A few days thereafter, SAARF was restructured: the 60 teams that had completed their training were retained in an airborne role while the remaining teams were re-designated air-transportable and were to use ground transportation, usually jeeps, in conducting their missions.

Conditions in the POW camps were believed to be poor and there was great uncertainty regarding Hitler's plan for a final stand. There were many scenarios for what the Germans might do with the POWs, and none was pleasant to contemplate. If the Germans abandoned the camps before the arrival of the Allied armies, the POWs would be threatened by starvation and disease and, perhaps, by random violence at the hands of the populace or the military.

Any effort to force march the POW population deeper into Germany and use them as hostages would result in the deaths of many. The willingness of the Germans to ignore the provisions of the Geneva Convention suggested even worse scenarios.

It was envisioned that the SAARF teams would drop near the POW camps, reconnoitre the situation, and report on conditions. Although it was thought unlikely that the teams could directly influence the movement of POWs, they could direct drops of food and medical supplies into the camps if conditions warranted.
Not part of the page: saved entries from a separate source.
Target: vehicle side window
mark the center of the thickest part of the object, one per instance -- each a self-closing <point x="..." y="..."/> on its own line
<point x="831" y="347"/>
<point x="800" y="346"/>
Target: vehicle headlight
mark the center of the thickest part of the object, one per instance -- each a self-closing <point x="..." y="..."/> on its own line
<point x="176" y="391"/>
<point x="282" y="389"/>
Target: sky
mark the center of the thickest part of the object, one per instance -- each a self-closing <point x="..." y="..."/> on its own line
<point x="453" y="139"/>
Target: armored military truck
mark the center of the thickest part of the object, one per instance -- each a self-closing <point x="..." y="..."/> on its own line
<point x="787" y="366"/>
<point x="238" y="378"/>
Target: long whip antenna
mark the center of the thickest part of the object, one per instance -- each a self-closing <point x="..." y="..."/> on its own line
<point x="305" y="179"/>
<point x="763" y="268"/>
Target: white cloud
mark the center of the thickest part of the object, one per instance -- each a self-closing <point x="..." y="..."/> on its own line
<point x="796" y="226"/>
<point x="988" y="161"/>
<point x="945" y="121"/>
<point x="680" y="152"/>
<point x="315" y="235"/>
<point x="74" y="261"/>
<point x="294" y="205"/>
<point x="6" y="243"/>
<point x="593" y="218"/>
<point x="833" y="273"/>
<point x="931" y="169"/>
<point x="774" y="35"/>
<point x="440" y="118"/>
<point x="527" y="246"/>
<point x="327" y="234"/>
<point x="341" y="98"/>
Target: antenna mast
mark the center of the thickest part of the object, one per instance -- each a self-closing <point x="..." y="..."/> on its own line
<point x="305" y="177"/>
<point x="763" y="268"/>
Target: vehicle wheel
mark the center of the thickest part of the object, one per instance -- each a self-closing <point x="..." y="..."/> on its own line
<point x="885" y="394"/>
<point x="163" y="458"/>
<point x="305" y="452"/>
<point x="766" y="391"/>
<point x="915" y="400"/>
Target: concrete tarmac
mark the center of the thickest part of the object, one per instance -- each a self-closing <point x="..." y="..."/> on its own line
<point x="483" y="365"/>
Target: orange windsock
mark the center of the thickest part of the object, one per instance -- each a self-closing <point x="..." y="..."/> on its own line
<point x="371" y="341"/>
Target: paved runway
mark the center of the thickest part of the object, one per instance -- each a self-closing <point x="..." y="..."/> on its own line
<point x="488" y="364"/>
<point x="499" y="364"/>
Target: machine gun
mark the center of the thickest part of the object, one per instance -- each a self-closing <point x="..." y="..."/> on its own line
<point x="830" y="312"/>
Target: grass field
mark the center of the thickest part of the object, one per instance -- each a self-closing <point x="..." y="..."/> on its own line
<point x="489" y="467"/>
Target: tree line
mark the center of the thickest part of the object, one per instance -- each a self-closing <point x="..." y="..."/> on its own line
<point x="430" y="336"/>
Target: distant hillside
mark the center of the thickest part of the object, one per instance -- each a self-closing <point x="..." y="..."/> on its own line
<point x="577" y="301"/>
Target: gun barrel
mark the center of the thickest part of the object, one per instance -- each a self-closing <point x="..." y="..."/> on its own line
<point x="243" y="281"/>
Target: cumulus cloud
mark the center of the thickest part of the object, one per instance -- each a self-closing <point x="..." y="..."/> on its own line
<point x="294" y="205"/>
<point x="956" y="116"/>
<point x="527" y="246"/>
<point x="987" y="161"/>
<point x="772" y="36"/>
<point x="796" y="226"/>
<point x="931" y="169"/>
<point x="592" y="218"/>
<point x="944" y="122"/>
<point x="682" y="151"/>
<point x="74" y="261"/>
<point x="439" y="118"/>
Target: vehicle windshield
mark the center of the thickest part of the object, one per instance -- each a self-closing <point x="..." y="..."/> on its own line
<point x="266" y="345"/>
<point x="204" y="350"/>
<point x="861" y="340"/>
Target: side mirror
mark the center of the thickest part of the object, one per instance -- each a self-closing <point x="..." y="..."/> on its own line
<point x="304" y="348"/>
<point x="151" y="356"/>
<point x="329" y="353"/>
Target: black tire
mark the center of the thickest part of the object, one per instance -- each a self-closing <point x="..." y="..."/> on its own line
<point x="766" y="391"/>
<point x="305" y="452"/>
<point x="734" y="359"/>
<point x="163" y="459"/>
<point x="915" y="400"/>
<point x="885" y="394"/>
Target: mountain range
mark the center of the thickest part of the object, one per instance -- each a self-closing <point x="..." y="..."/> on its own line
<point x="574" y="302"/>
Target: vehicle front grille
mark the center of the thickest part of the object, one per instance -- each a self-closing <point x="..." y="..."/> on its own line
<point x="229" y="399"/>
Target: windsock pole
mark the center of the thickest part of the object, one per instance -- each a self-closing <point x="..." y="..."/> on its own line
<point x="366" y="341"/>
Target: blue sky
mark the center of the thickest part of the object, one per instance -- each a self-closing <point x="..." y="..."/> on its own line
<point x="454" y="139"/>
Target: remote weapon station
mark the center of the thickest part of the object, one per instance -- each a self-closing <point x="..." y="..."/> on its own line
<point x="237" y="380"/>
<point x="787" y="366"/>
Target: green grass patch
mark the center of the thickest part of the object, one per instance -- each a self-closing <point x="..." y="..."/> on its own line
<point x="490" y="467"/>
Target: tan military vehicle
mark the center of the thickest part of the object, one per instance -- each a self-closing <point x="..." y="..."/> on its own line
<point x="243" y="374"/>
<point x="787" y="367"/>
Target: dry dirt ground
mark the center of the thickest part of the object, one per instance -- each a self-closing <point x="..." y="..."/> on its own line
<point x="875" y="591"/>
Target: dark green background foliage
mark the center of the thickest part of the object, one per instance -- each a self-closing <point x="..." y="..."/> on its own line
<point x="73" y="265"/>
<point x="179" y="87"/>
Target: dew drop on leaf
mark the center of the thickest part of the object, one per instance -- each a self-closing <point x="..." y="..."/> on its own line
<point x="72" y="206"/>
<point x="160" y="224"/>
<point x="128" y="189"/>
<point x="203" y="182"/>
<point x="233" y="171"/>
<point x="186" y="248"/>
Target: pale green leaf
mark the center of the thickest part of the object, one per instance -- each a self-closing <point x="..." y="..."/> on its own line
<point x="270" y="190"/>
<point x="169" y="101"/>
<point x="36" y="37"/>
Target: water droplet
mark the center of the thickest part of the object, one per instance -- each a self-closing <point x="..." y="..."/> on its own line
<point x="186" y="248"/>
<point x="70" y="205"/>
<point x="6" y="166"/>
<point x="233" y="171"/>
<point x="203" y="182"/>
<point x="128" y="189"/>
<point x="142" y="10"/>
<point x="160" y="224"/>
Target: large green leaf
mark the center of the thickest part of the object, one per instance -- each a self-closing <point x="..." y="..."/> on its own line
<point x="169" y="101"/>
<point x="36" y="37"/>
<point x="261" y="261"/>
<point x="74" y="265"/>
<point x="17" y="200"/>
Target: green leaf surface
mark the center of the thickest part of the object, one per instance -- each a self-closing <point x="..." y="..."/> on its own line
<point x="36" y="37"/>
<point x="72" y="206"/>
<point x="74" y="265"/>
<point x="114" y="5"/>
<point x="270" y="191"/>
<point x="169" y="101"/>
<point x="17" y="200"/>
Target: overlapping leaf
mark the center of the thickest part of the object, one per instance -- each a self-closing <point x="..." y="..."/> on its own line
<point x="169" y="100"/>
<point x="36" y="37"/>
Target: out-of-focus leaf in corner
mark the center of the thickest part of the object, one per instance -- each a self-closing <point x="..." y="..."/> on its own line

=== Altengrabow (Operation: VIOLET) ===
VIOLET proved to be SAARF's only airborne operation: the balance of the units were air-transported to their assignments. SAARF teams were spread across northern Europe to assist local military governments in establishing radio links, in translation and interrogation, in monitoring the movement of German forces back to Germany, in screening the inmate populations of German prisons to determine who were political prisoners and who were criminals, and in searching for Nazis who had been identified as possible war criminals.

== Disbanding ==
SAARF was disbanded on 1 July 1945. A short-lived and secretive unit, most of the hardened veterans came from the airborne and special operations units. Some judgement has been made on the effectiveness of the SHAEF attempts to alleviate suffering of those interned by the Germans as the Nazi Reich collapsed.

== Insignia ==

The wing is silver-blue Schiffli embroidery on royal blue wool, sometimes on a black background; it terminates in a red arrow symbolically breaking the chains of oppression, which are embroidered in red. SAARF's non-American personnel usually wore the wing on the right shoulder, as a true SSI, while the Americans generally preferred to wear it near the right cuff in a fashion reminiscent of the pathfinder wing.

Because of its obscurity, the SAARF crest for many years escaped the attention of most collectors and few reproductions of the unit's insignia were to be found. This, however, is changing, as the unit and its insignia are exposed to more of the collecting public. SAARF insignia are one of the rarest Allied airborne insignia of the Second World War that were approved and issued.